The results for the single measurement policy (Fig. 88) show that selecting sensitive temperatures and flow rates or flow ratios yields configurations capable of indirect controlling both distillate and bottom compositions with small incurred losses, while choosing less sensitive temperatures results in large setpoint deviations (Fig. 89) with substantial losses [3][14]. This result is also an instance of the slope criterion of [27] as a good starting assumption for deciding which variables should be controlled. The main difference is that the mathematical framework of Self-Optimizing Control incorporates these heuristics in a neat, systematic way.


Fig. 88 Best sets of controlled variables for the single measurement policy showing small losses when selecting sensitive temperatures and flow rates or flow ratios.


Fig. 89 Worst sets of controlled variables for the single measurement policy showing larger losses when selecting less sensitive temperatures. This is the same Fig. 88 sorted by worst-case losses in descending order.

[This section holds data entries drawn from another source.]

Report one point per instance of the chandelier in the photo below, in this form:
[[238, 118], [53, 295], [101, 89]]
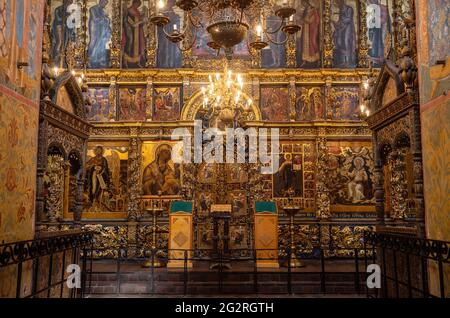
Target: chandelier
[[228, 23], [223, 102]]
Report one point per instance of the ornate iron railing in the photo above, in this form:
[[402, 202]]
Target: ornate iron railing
[[46, 259], [410, 267]]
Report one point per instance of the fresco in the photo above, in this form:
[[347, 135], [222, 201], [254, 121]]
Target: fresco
[[350, 174], [135, 18], [310, 104], [100, 31], [106, 183], [309, 49], [344, 103], [18, 148], [274, 56], [20, 38], [289, 176], [66, 19], [275, 103], [379, 27], [133, 103], [160, 174], [100, 108], [167, 103], [344, 20], [168, 54]]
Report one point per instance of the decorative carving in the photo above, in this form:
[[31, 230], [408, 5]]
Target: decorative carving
[[323, 201]]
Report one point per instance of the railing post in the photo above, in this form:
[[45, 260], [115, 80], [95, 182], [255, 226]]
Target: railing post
[[322, 271], [357, 282], [185, 278], [289, 271]]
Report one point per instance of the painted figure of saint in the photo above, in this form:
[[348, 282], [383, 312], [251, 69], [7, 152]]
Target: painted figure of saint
[[358, 184], [62, 34], [309, 46], [169, 56], [378, 23], [97, 176], [159, 176], [345, 37], [133, 41], [100, 35]]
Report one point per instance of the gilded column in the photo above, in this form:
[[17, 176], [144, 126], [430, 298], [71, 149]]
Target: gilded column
[[113, 97], [116, 45], [292, 98], [328, 37], [149, 98], [151, 37], [291, 48], [363, 51], [323, 202], [134, 177]]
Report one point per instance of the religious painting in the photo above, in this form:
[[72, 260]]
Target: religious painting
[[133, 103], [310, 104], [135, 18], [309, 39], [350, 174], [275, 103], [344, 103], [167, 103], [106, 186], [160, 175], [238, 201], [344, 20], [439, 27], [289, 177], [168, 53], [205, 200], [238, 237], [66, 19], [100, 109], [379, 28], [100, 32], [236, 174], [207, 173], [274, 55]]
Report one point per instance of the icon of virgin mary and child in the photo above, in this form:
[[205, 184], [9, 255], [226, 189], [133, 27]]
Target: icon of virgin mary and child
[[161, 176]]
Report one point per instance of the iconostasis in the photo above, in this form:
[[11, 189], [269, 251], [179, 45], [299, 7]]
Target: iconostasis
[[141, 87]]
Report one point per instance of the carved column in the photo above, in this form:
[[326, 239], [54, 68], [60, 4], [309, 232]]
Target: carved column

Fig. 90-Fig. 93 show the results when linearly combining measurements for subsets of sizes 3, 6, 9, and 20 (using all measurements). Intuitively, the larger the number of measurements, the smaller the losses and the more complex the configurations with many measurements to combine, which shows a clear compromise between accepting greater losses and making the control scheme more tractable.

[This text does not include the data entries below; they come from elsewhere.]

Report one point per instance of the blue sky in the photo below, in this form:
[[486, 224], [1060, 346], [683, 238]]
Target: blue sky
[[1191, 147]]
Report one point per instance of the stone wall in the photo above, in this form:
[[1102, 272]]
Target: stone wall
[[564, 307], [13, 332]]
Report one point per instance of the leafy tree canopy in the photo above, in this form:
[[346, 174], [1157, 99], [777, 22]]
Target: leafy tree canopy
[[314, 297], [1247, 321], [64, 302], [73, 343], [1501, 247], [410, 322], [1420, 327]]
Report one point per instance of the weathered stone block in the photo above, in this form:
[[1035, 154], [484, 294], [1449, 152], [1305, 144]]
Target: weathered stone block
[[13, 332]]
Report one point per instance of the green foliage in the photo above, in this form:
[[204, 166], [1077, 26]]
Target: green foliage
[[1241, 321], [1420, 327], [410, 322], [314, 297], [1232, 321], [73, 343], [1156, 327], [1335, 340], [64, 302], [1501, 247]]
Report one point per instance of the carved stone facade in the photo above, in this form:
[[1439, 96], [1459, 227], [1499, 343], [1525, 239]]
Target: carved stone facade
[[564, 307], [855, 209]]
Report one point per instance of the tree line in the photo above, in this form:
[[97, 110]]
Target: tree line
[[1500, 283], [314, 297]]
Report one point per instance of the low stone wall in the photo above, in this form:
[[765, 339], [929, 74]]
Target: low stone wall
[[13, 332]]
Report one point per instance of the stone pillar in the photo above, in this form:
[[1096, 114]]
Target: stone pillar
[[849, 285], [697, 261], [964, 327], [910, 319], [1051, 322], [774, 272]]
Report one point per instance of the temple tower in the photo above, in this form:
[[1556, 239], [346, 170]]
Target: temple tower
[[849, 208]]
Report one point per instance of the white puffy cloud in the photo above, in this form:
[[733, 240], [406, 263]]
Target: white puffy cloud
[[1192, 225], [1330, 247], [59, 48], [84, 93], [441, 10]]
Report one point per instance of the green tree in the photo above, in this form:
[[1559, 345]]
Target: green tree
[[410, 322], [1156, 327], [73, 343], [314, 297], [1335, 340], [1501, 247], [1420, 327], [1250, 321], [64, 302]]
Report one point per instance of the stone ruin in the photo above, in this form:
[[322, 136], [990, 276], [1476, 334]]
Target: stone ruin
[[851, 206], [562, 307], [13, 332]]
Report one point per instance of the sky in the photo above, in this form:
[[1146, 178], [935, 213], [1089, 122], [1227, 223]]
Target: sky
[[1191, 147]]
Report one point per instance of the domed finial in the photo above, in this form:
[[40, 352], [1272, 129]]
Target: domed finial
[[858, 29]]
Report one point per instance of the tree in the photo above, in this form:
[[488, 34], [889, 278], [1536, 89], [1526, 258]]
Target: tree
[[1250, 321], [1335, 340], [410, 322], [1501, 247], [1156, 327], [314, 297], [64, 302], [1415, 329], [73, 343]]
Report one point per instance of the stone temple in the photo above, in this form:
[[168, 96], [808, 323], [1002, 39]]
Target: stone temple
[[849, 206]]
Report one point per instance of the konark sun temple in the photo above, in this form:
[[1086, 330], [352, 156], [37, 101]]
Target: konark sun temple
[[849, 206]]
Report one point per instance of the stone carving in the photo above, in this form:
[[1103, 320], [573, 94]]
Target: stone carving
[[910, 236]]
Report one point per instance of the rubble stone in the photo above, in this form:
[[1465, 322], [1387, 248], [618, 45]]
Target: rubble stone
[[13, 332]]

Fig. 90 Best sets of linear combinations of 3 measurements.


Fig. 91 Best sets of linear combinations of 6 measurements.


Fig. 92 Best sets of linear combinations of 9 measurements.


Fig. 93 Best sets of linear combinations of all measurements.

Dynamic simulations

The best control structure that uses a linear combination of 3 measurements is chosen to evaluate the dynamic performance of this more complex control configuration for the C3-Splitter case study, where

\[Cv_1 = 0.00129t_{132} + 0.00126t_{133} + 0.00152vf\]
\[Cv_2 = 0.69671t_{132} + 0.69489t_{133} + 0.17807vf\]

The following plots clearly show that this choice is capable of dealing with disturbances in the composition of propene in the feed and total flow rate, while at the same time indirect controlling the primary variables. PI controllers tuned with the IMC rules and a process flowsheet depicting the control configuration in place is provided in Fig. 94.


Fig. 94 Control structure tested.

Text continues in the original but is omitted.